N°136
10.03.30
Du 24 au 30 mars 2010
(MFI) La signature à Amsterdam de l'accord entre les deux géants des télécommunications,
l'Indien Bharti Airtel et le Koweitien Zhain devrait intervenir le 30 mars. Les Koweitiens empocheront un
chèque de 10,7 milliards de dollars tandis que les Indiens prendront le contrôle de toutes les filiales
africaines de Zhain, à l'exception des filiales marocaines et soudanaises. L’affaire concerne 42 millions
d’abonnés dans 15 pays africains. Bharti Airtel prend ainsi pied sur un marché à forte croissance et met
aussi fin à un long feuilleton puisqu’à la fin de l'année dernière, l’Indien avait échoué à prendre le
contrôle du Sud-Africain MTN.
(MFI) Dans le rachat des filiales africaines du groupe koweitien de télécom Zain, l'Indien Bharti
Airtel a fait savoir la semaine dernière qu'il avait levé l8, 3 milliards de dollars pour financer l’opération.
Cinq banques internationales auraient prêté leur concours : Standard Chartered, Barclays, Crédit Agricole,
Bank of Tokyo Mitsubishi et State Bank of India.
(MFI) Au Cameroun, la compagnie américano-canadienne Geovic a chiffré à 54 millions de
tonnes les réserves de minerais de la forêt de Nkamouna située à 400 kilomètres au sud-est de Yaoundé.

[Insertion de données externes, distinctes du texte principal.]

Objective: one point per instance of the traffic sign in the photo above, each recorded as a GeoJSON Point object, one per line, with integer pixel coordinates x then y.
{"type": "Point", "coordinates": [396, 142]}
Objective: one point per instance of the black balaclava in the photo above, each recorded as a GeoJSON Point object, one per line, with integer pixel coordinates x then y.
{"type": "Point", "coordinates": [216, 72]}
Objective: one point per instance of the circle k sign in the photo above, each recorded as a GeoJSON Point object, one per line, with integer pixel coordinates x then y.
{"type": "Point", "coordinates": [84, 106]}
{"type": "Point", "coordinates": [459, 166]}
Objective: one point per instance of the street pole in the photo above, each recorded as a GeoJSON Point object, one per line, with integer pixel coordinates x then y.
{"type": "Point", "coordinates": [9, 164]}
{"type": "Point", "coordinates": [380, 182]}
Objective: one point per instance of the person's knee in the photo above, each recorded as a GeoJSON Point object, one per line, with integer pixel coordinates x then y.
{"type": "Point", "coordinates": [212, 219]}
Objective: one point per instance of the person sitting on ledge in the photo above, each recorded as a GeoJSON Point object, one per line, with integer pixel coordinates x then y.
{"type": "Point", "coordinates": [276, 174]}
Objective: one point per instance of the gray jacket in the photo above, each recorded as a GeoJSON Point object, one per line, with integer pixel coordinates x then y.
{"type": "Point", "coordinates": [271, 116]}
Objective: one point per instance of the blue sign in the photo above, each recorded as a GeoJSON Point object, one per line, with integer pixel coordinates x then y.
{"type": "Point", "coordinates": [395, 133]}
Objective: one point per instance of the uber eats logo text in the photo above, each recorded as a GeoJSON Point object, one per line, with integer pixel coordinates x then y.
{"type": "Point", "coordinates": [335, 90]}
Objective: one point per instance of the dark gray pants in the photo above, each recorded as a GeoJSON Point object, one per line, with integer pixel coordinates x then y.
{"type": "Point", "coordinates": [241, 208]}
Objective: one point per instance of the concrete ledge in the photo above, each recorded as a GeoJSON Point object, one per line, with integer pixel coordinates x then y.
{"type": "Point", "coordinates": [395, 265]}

Son sous-sol, riche en nickel et en manganèse, contient aussi beaucoup de cobalt. Geovic pourrait en
devenir le premier producteur mondial : 50 millions de dollars d'investissement seraient nécessaires au
démarrage de cette exploitation.
(MFI) La production d'or du Burkina a plus que doublé l'an dernier avec plus de 11 tonnes
produites. Près de 600 permis de recherche ou d'exploitation ont été distribués en 2009 à des compagnies
minières étrangères. Un millier d'emplois ont ainsi été créés. Deux mines d'or sont en construction dans le
nord du pays.
(MFI) Pour le Fonds monétaire international (FMI), l'économie sénégalaise devrait amorcer un
redressement progressif en 2010. Le taux de croissance du PIB devrait passer de 2 % en 2009 à 3,5 %
cette année. Plusieurs problèmes subsistent. D'abord, le déficit budgétaire a été supérieur à ce qui était
prévu. Ensuite, les recettes ont été insuffisantes en raison d'arriérés d'impôts des entreprises publiques et
de dépenses courantes plus importantes que ce qui était programmé. Le FMI insiste sur la nécessité d'une
vaste réforme du secteur énergétique sénégalais.
(MFI) L'Angola vient d'autoriser la production de biocarburants par des investisseurs angolais ou
étrangers. Le ministre angolais de l'Agriculture a précisé que seules des terres qu'il a qualifiées de
« marginales » seraient dévolues à ces cultures. Selon les autorités angolaises, il s'agit de combler les
besoins énergétiques du pays - pourtant l'un des deux grands producteurs de pétrole en Afrique -, et de
créer des sources d'énergie renouvelables.